Fattah Case: Congressional Gmail Subject to Subpoena
Just like Hillary Rodham Clinton , members of Congress can use personal email addresses to conduct congressional business. But those communications are not immune to FBI search.
On Wednesday, a federal appeals court opinion shed light on Rep. Chaka Fattah’s fight to squash a search warrant seeking data from his Gmail account. The Pennsylvania Democrat, indicted July 29 for alleged racketeering conspiracy, bribery and wire fraud, objected to turning over some emails sought in a grand jury subpoena, arguing disclosure would violate his constitutional protections.
Several months later, a judge has issued a search warrant authorizing the FBI to dig for evidence of criminal activity dating back to Jan. 1, 2008. Fattah claimed he used his Gmail account to communicate with fellow members of Congress about legislative business, send schedules and agendas for committee meetings and to communicate with his staff regarding congressional matters. Fattah also claimed he used the Gmail account to interact with his lawyers.
But the U.S. District Court for the Eastern District of Pennsylvania rejected his argument that handing over the emails would violate the Speech or Debate Clause, or violate attorney-client privilege. It also denied a request from House attorneys that the court modify the warrant and allow Fattah access to the requested records.
“Creating special protections for a Congressman’s private email account would encourage corrupt legislators and their aides to make incriminating communications through private emails, knowing that they will be disclosed only with the authors approval,” the court opined in the sealed case, according to the appellate decision.
The Speech or Debate Clause, a protection Congress is granted to shield legislative work from prosecutors, secures a privilege of “non-use, rather than of non-disclosure,” the 32-page document states, concluding that the appeals court lacks jurisdiction to consider the argument, but the precedent is clear. In other words, the executive branch can look at the records, but it cannot use them as evidence.
“The crux of the Clause is to ‘prevent intimidation by the executive and accountability [for legislative acts] before a possibly hostile judiciary.’ It is clear that the purpose, however, has never been to shelter a Member from potential criminal responsibility,” the opinion states.
Two hearings have been scheduled in Fattah’s corruption case.
On Sept. 16, the judge will consider a motion to modify an order barring Fattah from communicating with individuals who have been identified as potential witnesses , including Sen. Bob Casey, D-Penn., and Rep. Ted Deutch, D-Fla.
Prosecutors argued on Aug. 26 the request should be denied.
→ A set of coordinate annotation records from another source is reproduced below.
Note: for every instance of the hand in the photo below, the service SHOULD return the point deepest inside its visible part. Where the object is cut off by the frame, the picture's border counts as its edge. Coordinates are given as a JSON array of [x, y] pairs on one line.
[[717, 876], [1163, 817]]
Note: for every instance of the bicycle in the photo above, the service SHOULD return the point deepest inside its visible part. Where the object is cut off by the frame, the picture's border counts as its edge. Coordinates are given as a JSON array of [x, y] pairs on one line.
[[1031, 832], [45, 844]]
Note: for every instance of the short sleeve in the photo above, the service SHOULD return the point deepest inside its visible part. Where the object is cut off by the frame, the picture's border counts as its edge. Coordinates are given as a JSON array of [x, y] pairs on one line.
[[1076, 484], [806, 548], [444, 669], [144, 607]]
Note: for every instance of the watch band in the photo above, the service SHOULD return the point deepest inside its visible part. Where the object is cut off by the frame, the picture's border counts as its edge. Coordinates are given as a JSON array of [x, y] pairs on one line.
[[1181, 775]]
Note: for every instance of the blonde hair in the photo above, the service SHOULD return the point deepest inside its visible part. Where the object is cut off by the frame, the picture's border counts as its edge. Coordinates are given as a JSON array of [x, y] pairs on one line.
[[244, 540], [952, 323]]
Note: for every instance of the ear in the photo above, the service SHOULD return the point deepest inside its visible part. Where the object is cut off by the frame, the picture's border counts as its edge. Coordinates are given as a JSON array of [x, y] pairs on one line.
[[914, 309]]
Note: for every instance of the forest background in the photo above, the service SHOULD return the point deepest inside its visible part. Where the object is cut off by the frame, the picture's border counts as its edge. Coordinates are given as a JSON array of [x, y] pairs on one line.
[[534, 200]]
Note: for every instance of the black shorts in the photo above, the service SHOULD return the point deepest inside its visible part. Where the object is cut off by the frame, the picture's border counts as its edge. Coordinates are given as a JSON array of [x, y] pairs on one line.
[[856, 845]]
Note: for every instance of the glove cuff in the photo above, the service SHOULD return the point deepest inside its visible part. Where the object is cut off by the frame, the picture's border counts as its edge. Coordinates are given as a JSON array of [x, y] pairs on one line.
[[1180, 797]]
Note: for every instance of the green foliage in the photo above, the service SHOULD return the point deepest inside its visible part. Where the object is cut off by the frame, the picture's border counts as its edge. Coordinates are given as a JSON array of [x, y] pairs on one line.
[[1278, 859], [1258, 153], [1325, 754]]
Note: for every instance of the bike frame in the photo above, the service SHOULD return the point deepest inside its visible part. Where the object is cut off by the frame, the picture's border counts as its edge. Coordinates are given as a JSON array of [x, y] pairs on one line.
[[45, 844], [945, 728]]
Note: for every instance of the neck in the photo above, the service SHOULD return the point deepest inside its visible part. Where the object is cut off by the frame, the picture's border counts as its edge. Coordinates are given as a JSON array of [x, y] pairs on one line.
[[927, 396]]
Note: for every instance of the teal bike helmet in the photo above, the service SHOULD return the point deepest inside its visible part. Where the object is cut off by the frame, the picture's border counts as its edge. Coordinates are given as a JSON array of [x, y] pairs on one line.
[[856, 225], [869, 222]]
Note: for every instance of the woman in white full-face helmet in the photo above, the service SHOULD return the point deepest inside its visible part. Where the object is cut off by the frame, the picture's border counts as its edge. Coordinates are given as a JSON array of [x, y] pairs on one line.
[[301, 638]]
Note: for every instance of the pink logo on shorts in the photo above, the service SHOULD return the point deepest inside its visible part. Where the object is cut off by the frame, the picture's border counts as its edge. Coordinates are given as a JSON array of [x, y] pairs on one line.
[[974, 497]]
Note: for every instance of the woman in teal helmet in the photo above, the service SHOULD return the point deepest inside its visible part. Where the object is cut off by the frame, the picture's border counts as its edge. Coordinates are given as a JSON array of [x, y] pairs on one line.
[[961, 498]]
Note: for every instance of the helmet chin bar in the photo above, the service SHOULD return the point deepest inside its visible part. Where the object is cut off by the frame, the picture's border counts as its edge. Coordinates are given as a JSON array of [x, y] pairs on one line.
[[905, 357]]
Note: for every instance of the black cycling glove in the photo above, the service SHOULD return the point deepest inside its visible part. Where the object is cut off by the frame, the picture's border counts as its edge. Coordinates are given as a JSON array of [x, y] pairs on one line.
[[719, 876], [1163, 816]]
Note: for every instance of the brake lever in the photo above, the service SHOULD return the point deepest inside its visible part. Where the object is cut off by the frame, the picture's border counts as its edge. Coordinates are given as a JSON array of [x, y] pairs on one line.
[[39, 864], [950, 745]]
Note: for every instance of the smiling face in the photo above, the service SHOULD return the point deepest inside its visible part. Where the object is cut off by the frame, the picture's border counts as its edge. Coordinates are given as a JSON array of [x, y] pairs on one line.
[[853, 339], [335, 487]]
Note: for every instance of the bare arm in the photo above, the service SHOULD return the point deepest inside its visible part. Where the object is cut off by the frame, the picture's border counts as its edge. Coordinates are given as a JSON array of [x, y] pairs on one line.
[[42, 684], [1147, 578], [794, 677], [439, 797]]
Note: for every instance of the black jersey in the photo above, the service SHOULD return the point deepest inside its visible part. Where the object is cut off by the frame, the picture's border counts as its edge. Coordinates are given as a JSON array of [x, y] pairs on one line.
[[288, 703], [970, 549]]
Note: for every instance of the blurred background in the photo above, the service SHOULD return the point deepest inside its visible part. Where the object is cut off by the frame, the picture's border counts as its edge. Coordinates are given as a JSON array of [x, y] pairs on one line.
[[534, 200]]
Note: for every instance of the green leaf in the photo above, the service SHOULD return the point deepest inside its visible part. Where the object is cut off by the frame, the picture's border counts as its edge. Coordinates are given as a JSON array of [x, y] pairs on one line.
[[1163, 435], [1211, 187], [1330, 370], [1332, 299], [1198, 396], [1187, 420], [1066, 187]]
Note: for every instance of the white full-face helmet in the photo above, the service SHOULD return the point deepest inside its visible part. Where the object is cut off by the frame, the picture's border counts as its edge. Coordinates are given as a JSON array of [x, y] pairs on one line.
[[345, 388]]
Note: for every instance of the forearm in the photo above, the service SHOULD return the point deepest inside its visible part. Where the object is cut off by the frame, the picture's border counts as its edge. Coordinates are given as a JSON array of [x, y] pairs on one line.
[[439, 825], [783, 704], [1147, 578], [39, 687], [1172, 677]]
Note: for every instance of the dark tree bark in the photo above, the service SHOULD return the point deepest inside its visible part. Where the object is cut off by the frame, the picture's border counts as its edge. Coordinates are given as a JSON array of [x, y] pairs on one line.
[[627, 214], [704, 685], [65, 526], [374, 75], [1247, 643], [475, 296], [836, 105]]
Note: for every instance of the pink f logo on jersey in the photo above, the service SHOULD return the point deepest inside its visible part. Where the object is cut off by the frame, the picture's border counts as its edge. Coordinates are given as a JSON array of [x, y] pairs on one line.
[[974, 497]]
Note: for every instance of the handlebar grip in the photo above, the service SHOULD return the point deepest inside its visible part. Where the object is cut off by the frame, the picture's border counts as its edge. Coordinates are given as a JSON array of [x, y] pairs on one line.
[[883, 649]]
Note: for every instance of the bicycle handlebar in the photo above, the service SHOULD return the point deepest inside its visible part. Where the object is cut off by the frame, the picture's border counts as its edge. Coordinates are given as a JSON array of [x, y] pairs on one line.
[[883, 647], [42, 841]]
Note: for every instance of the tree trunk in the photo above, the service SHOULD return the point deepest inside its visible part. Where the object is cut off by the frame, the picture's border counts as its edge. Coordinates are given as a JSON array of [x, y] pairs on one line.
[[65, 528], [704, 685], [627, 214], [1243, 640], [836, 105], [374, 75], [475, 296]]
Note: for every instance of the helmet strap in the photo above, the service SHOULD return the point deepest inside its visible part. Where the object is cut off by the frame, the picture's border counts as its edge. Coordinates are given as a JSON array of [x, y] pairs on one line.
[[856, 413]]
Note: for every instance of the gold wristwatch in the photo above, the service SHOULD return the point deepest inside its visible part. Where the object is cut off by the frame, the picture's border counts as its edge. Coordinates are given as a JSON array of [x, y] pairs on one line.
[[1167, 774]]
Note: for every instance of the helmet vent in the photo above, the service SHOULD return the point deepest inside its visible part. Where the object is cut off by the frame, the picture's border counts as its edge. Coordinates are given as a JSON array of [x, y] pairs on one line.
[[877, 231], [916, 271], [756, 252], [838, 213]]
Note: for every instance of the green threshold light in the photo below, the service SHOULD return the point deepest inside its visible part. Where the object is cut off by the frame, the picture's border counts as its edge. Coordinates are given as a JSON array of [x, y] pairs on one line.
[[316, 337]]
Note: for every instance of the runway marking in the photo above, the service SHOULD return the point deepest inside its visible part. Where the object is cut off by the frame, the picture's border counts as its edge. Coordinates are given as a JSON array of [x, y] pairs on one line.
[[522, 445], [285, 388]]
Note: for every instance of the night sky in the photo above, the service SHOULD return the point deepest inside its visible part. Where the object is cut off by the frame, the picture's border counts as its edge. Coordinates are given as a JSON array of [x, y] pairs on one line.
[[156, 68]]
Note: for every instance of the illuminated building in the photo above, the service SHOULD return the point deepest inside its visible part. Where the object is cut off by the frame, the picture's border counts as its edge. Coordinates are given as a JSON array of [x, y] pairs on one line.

They also stated Fattah misunderstands the terms of the current arrangement, which they claim bars him from contacting any potential witnesses, “whether a lawyer is present for the conversation or not.”
Since the indictment, Fattah has asserted his innocence in a 4-minute YouTube video and suggested the charges are part of an “attack my family” aimed at tarnishing his 30-year career in public service. Those statements give prosecutors reason to believe that Fattah will argue the charges against him are politically-motivated and try to introduce evidence in favor of jury nullification.
On Sept. 21, the judge is set to consider a motion from prosecutors that would prohibit Fattah’s legal team from introducing evidence of “purported prior good acts” to the jury.